Transformers stomp the US box office
While Ratatouille cooks up success
Given that it launched to a healthy figure on Monday night and all day Tuesday, plus keeping up its momentum across the week, Transformers naturally swept into the top spot for this weekend. While the movie made $85 million across its first three-and-a-half days, the weekend brought an estimated $67.7 million, pushing it to second place on the chart of 4th Of July openers, just behind Spider-Man 2. It’s still snatching plenty of those spurious records that studios love to dream up (“it’s the biggest opening for a film by a director born in May!”) which we’re sick of reporting on, but suffice to say that an approximate figure of $152.5 million in six-and-a-bit days is nothing to be sneezed at –it’s already made its budget back, at least. Consider the sequel in development right now…
Second place finds Ratatouille, which, despite opening fairly weakly for a Pixar film, has shown that it possesses far more than stubby little rodent legs, and is already chasing Cars’ box office take. It dashed across the $100 million mark this second weekend and has $109.5 million in the bank alongside healthy word of mouth. Let’s see how it (and Transformers) fares with the return of Harry Potter this week.
The top three didn’t actually change across the week – so that means third place is home to Die Hard 4.0, currently still performing well and making $17 million this weekend. Baldie Bruce’s latest McClane-a-thon has $84 million in total so far.
That’s a little better than the critically loathed (with good reason) License To Wed, with Robin Williams’ priestly comedy doing better than its savage reviews might have predicted, but still only making $18 million across the week (it opened on Tuesday), $10.4 of that at the weekend. We expect this one to drop like a stone next weekend.
Yet it performed better than Evan Almighty at fifth, which is taking on water fast, and has scraped to $78 million in 3 weeks. Only another $100 million to go, eh, lads – shame you won’t be in profit even then. We expect Carell wishes he’d waited and made another movie with Judd Apatow (more on him in a moment). A quick detour from comedy to horror finds 1408 at sixth, having taken in $7 million at the weekend and $53 million to date. Not huge then, but not too bad either.

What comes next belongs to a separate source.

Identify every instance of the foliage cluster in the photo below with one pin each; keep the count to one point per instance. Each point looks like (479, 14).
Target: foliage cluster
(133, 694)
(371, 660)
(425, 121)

Knocked Up, meanwhile (told you we were getting to Apatow), did exactly what you’d expect and help up again, at seventh. The summer’s comedy success story now has $132 million in the bank, which means that the team could lend the Almighty bods their $100 extra million and still be able to cover the production costs for the Seth Rogen starring flick. Bet we know which comedy Universal is happier with…
To eighth place, then, current home of Fantastic Four: Rise Of The Silver Surfer. It shed 800 cinemas this week and dropped to make $4.1 million. We’re not sure it’ll still be around in the charts next week, but it has made $123 million. In ninth is Michael Moore’s Sicko, which in a limited release of just 702 cinemas has scooped $11 million. So while it won’t be getting the accolades of, say, Fahrenheit 911, it’s still doing well. And it’s not like Mike needs the money, is it? Finally, the Ocean’s Thirteen gang stops by 10th place on its way out of the charts, taking $3.5 million and boosting its total to $109 million.